Gabriel, très bonne analyse et excellentes questions. J’ai la même interrogation en ce qui a trait aux actions au nord du 49e parallèle. L’ATR de la baie James devrait être en mesure de donner un point de vue éclairé sur le sujet. Toutefois, parfois des engagements politiques reposent sur une argumentation peu détaillée où les enjeux stratégiques prennent le dessus des réelles retombées économiques.
Pour le nombre d’emplois (2 000) j’avais fait le même calcul (133/an). 2 000, 4 000 ou 10 000, peu importe, ce n’est pas crédible. Comme mentionné dans mon article je suis toujours surpris de retrouver ce type d’estimation sur une aussi longue période.

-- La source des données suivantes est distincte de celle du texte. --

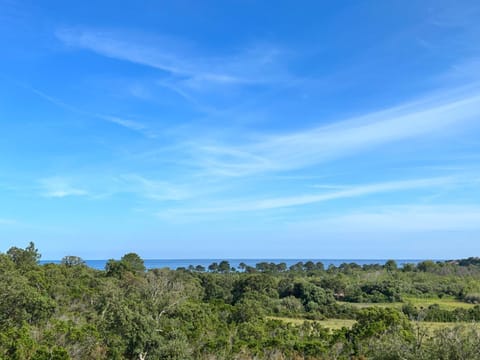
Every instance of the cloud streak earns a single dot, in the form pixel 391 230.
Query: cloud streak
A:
pixel 58 187
pixel 253 66
pixel 328 142
pixel 400 219
pixel 302 200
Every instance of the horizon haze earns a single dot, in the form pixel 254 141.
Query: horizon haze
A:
pixel 230 130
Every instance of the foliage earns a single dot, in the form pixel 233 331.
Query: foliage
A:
pixel 70 311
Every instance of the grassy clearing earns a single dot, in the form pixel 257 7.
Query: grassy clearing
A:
pixel 444 303
pixel 333 324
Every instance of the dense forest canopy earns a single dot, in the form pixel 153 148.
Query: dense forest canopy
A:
pixel 70 311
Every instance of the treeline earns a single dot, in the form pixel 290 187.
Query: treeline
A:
pixel 71 311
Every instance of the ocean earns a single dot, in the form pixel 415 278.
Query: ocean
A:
pixel 185 263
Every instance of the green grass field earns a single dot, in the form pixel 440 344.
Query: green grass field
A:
pixel 335 324
pixel 444 303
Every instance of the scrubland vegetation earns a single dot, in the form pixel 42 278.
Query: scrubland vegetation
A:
pixel 71 311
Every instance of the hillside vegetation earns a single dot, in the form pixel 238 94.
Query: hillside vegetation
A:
pixel 71 311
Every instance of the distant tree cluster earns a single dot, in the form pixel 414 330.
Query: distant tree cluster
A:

Pour les annonces à caractères touristiques de Mme Marois, je crois que son silence sur la Stratégie Saint-Laurent peut s’expliquer par le fait que l’annonce faite par M. Bérubé date d’à peine 2 semaines et que la Mme Marois attend sûrement un moment plus propice, peut-être en compagnie de Pascal Bérubé dans une région qui longe le Saint-Laurent.